Our Model

We create opportunity - not dependency. It is vital that our work be sustainable, so we establish local ownership and economic viability with each installed water system, which is then maintained and operated by local people long after we are gone. In short, if the water well improves life and makes money, then the community will make sure the water stays flowing.

 
 

 
 

ESTABLISHING OWNERSHIP

The developing world is littered with broken pumps and contaminated wells installed by well-meaning organizations and individuals. In the traditional (but flawed) system, pumps and wells are often given freely to communities in need. If a pump breaks, with no sense of ownership or knowledge of maintenance, no one will fix it. However, in our model, ownership and economic viability is established so maintenance and access to clean water is continuous.

 

 
 

CREATING NEW BUSINESS

Generating new income is the key to providing sustainable solutions to eliminating poverty. When pumps and wells are privately owned, and a new business is established, owners can charge a small monthly fee per user.
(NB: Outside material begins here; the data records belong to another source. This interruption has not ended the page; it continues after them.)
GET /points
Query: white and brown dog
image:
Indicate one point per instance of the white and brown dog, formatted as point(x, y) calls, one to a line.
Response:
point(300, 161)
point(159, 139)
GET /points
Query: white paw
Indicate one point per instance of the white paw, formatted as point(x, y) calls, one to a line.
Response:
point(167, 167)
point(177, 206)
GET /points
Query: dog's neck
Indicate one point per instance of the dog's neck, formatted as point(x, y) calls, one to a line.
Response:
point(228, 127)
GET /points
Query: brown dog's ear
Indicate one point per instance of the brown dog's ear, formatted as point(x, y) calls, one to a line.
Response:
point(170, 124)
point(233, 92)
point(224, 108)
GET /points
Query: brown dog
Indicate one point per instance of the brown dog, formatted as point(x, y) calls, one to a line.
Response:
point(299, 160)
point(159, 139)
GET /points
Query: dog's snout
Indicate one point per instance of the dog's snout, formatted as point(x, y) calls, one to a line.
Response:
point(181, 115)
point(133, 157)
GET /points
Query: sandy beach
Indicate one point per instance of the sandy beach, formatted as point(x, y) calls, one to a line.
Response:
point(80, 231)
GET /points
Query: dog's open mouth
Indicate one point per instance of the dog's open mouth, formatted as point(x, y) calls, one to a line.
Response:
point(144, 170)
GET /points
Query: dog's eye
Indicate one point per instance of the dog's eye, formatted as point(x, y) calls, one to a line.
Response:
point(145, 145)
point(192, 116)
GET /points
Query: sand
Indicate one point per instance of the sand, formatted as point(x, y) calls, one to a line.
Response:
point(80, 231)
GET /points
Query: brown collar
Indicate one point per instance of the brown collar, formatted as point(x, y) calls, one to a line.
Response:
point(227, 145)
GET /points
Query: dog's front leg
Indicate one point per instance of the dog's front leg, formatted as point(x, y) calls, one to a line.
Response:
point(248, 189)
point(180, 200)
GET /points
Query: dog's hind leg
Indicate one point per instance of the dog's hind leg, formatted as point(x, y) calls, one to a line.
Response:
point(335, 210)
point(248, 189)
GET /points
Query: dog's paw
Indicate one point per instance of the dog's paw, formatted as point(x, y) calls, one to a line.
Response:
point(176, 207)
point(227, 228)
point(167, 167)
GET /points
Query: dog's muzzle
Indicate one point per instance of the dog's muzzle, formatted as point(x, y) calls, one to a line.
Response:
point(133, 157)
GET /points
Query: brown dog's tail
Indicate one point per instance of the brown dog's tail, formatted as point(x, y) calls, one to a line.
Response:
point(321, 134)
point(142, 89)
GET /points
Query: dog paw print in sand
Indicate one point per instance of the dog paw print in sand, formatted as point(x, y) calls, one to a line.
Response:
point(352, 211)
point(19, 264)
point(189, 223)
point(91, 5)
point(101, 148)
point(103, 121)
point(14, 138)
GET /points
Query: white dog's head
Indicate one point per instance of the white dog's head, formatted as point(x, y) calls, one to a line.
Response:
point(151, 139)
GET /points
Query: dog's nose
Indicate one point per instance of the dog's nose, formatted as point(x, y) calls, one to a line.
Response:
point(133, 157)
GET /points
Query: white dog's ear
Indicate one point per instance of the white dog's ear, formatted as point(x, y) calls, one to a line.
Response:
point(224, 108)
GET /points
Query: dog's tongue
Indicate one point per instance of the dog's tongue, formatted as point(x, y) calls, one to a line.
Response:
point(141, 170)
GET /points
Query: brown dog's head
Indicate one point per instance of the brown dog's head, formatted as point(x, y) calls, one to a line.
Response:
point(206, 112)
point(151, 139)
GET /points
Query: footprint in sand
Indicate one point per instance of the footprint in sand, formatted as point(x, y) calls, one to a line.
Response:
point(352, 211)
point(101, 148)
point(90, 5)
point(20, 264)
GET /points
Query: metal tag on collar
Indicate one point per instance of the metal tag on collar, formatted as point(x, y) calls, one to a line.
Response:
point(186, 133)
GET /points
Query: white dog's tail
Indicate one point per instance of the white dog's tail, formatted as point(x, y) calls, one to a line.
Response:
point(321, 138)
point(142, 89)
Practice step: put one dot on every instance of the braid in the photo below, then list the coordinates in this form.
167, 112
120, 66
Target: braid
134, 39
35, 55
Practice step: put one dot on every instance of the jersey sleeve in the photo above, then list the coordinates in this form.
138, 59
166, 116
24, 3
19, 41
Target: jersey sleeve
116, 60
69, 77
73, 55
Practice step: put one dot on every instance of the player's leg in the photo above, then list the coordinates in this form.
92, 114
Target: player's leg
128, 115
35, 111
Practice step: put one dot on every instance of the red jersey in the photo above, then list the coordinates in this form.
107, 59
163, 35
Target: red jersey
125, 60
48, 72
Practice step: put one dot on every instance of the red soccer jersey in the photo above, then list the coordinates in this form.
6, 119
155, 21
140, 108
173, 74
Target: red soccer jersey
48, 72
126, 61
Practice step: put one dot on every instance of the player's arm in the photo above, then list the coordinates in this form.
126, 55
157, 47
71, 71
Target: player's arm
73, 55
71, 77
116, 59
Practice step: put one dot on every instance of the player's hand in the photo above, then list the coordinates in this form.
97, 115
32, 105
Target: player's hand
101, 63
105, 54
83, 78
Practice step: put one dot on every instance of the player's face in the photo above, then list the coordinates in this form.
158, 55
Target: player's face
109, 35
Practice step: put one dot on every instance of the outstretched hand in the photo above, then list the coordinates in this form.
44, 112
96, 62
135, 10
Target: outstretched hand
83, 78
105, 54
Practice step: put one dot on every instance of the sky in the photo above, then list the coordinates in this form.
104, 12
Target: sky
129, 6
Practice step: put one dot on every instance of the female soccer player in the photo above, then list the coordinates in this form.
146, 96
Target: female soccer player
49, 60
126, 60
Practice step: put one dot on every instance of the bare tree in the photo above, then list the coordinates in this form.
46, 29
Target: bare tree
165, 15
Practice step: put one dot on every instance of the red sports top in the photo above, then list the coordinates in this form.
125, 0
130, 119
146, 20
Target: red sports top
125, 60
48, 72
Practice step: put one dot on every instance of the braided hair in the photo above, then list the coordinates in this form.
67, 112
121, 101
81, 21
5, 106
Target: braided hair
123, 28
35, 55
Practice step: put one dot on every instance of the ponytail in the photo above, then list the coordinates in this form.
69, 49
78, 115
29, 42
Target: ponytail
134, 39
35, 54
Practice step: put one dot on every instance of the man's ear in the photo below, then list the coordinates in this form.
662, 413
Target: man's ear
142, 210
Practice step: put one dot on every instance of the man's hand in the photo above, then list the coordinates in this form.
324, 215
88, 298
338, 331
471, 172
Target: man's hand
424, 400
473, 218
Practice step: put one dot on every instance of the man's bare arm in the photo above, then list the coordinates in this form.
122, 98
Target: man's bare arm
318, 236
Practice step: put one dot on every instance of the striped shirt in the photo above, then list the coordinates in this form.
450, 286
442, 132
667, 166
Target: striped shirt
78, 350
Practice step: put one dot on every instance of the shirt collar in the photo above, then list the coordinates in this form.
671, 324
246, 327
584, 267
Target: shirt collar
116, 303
This small fee creates new wealth in the community which bolsters the local economy and creates new jobs. The additional resources are used to support local schools, clinics, churches and community groups.

 

 
 

THE PROOF

With our innovative approach, we have seen incredible progress in the areas where our model is in use. A rural primary school in Kenya used to spend their entire government budget purchasing water for their students and teachers. This budget was supposed to pay the teachers' salaries and purchase school books and supplies. After receiving a Village Drill and subsequent water well, two miracles happened. First, the school experienced a 30% increase in attendance. Girls who were normally fetching the daily water for their families were now able to attend classes since the well was installed at the school. Second, the school no longer needed to purchase their own water. By charging a modest fee to the community, the school earned $12 a day in water fees. This amounted to over $4300 in annual revenue, a positive net gain of discretionary income to the school of over $10,000 USD!